I am looking at a family of functions $f : [0, \infty) \rightarrow [-\infty, \infty)$ satisfying the following property: $$f(bx) - f(b(x-1)) > f(a(x+1)) - f(ax) \quad \text{for all $a, b \in \mathbb{R}^+$ and $x \in \mathbb{Z}^+$.}$$ Another way of phrasing the condition is: there are mutually disjoint intervals $I_1, I_2, I_3, \ldots$ and real numbers $y_1 > y_2 > \ldots$ such that for each $x \in \mathbb{Z}^+$, $$f(a(x+1)) - f(ax) \in I_x \subseteq [y_{x+1}, y_x] \quad \text{for all $a \in \mathbb{R}^+$}.$$ Note that since $I_1, I_2, I_3, \ldots$ are mutually disjoint, if $y_{x+1} \in I_x$ then $y_{x+1} \not\in I_{x+1}$ and vice versa.
One function satisfying this property is $\log$: for any fixed $x \in \mathbb{Z}^+$, $\log(a(x+1)) - \log(ax) = \log\left(\frac{a(x+1)}{ax}\right) = \log\left(\frac{x+1}{x}\right)$ is constant, and furthermore, $\log\left(\frac{x}{x-1}\right) > \log\left(\frac{x+1}{x}\right)$.

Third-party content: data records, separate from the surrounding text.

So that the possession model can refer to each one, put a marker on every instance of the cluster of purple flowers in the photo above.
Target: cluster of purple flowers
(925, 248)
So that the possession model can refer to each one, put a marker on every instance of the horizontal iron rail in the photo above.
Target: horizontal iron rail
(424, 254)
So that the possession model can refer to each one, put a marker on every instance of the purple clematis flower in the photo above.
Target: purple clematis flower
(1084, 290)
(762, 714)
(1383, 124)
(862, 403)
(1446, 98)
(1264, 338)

My question is this: Is there any other function satisfying this property other than functions of the form $f(x) = a \log x + b$?
My suspicion is that the answer is no, but I don't know how to prove it. I will explain my idea so far:
Note that the above condition requires $f$ to be strictly increasing. Hence, $y_0 > y_1 > \ldots > 0$ and so the intervals $I_i$ will eventually get very small, i.e. $y_i - y_{i-1} \rightarrow 0$ as $i \rightarrow \infty$.

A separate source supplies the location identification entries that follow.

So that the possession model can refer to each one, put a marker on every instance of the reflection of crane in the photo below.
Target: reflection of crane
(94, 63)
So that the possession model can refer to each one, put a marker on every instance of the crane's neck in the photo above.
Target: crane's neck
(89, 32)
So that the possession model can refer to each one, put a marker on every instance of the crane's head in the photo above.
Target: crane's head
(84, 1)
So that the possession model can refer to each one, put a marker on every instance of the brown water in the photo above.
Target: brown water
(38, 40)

On the other hand, let $g_x(a) = f(a(x+1)) - f(ax)$ for $a \in \mathbb{R}^+$ and $x \in \mathbb{Z}^+$. If there exists some $x \in \mathbb{Z}^+$, such that $g_x$ is not constant, then $I_x$ must contain more than one point, i.e. $\sup I_x - \inf I_x > 0$. Based on my observations on some functions, it seems that the intervals $I_1, I_2, I_3, \ldots$ do not get smaller fast enough, so that there will eventually be overlap between $I_x$ and $I_{x+1}$ for large enough $x$. (One function that I tested is $f(x) = \log x + \varepsilon \sin x$ where $\varepsilon$ is a small number like $\varepsilon = 0.01$.)

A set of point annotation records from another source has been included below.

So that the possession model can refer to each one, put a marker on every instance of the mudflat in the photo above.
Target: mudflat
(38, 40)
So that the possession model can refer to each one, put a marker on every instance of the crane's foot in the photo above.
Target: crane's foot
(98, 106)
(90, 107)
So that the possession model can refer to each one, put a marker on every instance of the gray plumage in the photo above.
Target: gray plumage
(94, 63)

However, I haven't been able to prove this observation. I did find some relationship between $g_x$ and $g_{x+1}$ but it's not a strong enough relationship: $$g_{x+1}(a) - g_{x+1}\left(\frac{x-1}{x} \cdot a\right) = g_x\left(\frac{x+1}{x} \cdot a\right) - g_x(a).$$
So, is my suspicion true that the only functions satisfying the above property have the form $f(x) = a\log x + b$? If yes, how can I prove this? If not, what other function satisfies this property?